The office sector continued to lead the charge for rental growth, with the European average prime office rent up 0.7% quarter on quarter (q/q), maintaining annual growth at a robust 3.3%. Geneva was the strongest market this quarter with the prime rent up 5.9% to 900 Swiss Francs/sqm/pa. Further growth was observed in Berlin, where rents grew 2.7% q/q, albeit lower than the average 6% observed in the previous two quarters. Low vacancy and continued demand is placing upward pressure on rents in the capital city. Although rents were largely stable in other leading German cities, there is upward pressure on rents.
Outside Germany, positive growth can also be seen in Portugal and Spain. Prime office rents in Lisbon rose 4.5% q/q and near 10% year on year (y/y) to €23/sqm/month, with Barcelona registering a 2.8% rose q/q to €28/sqm/month with rents rising 0.7% to €34.75/sqm/month in Madrid. This helped push annual rental growth across Semi Core markets to 5.1%.

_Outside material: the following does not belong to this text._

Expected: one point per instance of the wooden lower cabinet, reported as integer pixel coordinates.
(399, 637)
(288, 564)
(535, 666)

Nigel Almond, Head of Data Analytics at Cushman & Wakefield, commented: “Although the number of markets reporting stable rents rose marginally in Q3, the outlook remains positive. Demand remains strong, albeit slowing off recent highs. Vacancy rates continue to fall with the European average at just over 6%, their lowest level since the early noughties. A shortage of Grade A space in many cities continues to drive rents higher for the best quality space, albeit the pace of growth is anticipated to slow into 2020 to around 2% per annum.”

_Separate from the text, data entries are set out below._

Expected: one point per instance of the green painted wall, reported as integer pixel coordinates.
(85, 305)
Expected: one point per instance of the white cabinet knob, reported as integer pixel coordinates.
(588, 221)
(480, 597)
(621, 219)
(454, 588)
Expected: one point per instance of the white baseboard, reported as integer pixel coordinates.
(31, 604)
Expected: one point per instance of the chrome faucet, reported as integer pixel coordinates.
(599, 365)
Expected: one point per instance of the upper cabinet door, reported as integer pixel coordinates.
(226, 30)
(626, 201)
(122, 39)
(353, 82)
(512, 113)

The logistics sector continues to benefit from strong occupational and investor demand. Prime rents grew a further 0.5% over the quarter to an annualised 2.8%. The Nordics (+1.4% q/q), Germany (+1.2% q/q) and Semi-core markets (+1.0% q/q) were the main drivers of growth.
Logistics also registered the strongest yield compression for the 12th quarter in a row, with the average prime European yield 6bps lower at 5.59%. The drop was driven by a sharper inward movement across France (-25bps to 4.27%) and Germany (-22bps to 3.9%). It is now the first time prime logistics yields have dipped below the 4% barrier, falling to 3.9% in key German cities, including Berlin, Frankfurt and Hamburg. A combination of strong demand, further modest rental growth and the continued low interest rate environment will help maintain the relative attractiveness of this sector with yields set to remain below 4% in the near term.
The picture across European retail remains somewhat mixed. In the more mature markets of north western Europe retail remains under pressure, notably outside of prime, with very marginal rental growth. Changing consumer habits, including rising online sales and higher rental costs are impacting the profitability of stores in some locations. Recent rental growth has largely been restricted to Central and Eastern Europe with increases in Bulgaria, the Czech Republic and Slovakia. In some 80% of monitored markets, rents and yields were flat.